By Jason Tomassini
BALTIMORE (Reuters) - Two brothers were found not guilty on Wednesday of conspiring to murder a blind, developmentally disabled man in Maryland so his case worker could collect $1.4 million in life insurance policies.
The Baltimore jury cleared Kareem Jamal Clea and James Omar Clea III in a murder-for-hire plot prosecutors said was organized by a pastor who worked for a nonprofit organization that serves the developmentally disabled.
Lemuel Wallace, 37, was picked up from his group home and shot dead in a bathroom at a nearby park in 2009 after his case worker, Kevin Pushia, took out several life insurance policies on him by posing as his relative.
Pushia later told police that he paid the Clea brothers more than $50,000 for the murder, using funds from his church. Both brothers were charged with conspiracy to commit first-degree murder, with Kareem Clea, 28, accused of being the shooter.
After the verdict was read in court, James Clea, 33, doubled over with relief.

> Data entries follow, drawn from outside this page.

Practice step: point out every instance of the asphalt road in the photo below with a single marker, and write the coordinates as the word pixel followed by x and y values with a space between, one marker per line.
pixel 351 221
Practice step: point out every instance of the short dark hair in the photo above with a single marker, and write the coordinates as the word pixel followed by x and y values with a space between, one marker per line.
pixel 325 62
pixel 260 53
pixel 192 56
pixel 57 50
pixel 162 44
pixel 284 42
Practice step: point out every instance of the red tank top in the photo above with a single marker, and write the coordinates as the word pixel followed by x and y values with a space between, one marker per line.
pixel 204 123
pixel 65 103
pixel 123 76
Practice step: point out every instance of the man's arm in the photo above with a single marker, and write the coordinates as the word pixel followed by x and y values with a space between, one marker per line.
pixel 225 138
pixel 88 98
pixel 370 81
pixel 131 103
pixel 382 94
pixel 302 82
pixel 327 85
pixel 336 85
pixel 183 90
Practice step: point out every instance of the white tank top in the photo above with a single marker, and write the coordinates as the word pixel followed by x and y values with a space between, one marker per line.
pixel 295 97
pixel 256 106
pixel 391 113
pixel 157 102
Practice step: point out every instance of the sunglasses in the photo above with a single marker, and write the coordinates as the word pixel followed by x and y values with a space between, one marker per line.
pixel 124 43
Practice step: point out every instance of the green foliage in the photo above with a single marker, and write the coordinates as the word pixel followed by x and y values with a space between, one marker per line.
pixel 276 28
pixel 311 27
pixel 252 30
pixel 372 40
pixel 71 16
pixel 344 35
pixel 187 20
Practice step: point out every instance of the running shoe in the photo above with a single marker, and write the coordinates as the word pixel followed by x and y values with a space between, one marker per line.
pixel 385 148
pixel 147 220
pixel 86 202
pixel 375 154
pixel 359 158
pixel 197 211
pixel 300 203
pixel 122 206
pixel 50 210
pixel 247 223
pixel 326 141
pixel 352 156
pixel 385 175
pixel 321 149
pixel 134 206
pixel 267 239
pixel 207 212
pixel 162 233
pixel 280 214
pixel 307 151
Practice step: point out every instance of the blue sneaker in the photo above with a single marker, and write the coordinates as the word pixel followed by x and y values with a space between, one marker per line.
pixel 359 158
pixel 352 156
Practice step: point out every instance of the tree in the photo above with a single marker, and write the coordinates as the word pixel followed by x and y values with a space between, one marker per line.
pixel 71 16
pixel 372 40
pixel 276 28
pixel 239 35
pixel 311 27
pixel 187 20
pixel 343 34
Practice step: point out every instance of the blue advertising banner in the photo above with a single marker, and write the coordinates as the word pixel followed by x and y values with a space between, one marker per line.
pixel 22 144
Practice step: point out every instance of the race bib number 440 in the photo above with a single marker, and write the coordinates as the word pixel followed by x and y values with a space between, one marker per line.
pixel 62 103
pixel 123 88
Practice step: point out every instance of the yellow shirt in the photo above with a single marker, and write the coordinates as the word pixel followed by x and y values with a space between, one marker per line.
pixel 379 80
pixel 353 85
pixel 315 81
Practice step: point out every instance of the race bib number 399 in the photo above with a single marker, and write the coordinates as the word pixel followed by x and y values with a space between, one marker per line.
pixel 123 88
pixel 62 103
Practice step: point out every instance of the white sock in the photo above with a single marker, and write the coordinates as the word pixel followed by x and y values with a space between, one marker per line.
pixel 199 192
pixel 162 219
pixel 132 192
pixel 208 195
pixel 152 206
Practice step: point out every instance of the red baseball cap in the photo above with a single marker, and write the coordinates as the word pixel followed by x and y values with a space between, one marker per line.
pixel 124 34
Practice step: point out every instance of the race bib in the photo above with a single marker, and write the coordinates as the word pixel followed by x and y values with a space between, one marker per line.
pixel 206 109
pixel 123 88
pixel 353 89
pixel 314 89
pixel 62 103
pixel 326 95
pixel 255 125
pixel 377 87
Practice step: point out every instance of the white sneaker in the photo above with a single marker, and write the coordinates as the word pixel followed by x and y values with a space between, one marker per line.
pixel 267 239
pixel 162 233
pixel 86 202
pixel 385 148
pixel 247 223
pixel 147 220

The two brothers, mostly silent during the three-week trial, shared a brief hug before a guard separated them. Neither brother testified at trial.
The Clea family, weeping and hugging in the hallway after the trial, declined comment, as did prosecutor Robin Wherley.
Much of the trial revolved around the rambling, often contradictory testimony of Pushia, who pleaded guilty to organizing the murder and faces life in prison when sentenced next month.
Defense attorneys had argued that Pushia framed the Clea brothers and testified against them to gain leniency in his own case.
Attorneys on both sides also criticized police for failing to fingerprint or analyze a soda can and footprint found at the crime scene.
In her closing arguments, the prosecutor reminded the jury that two employees of the group home testified they saw a man pick up Wallace just hours before his death. But both employees failed to clearly identify Kareem Clea as that man when asked by police and during testimony.
Police initially arrested Pushia after an insurance company alerted them to his name on Wallace's life insurance policies. After searching Pushia's Baltimore home, police found a day planner with "LW project complete" written for February 4, 2009, the date of the murder.
Pushia eventually confessed "LW" stood for Lemuel Wallace.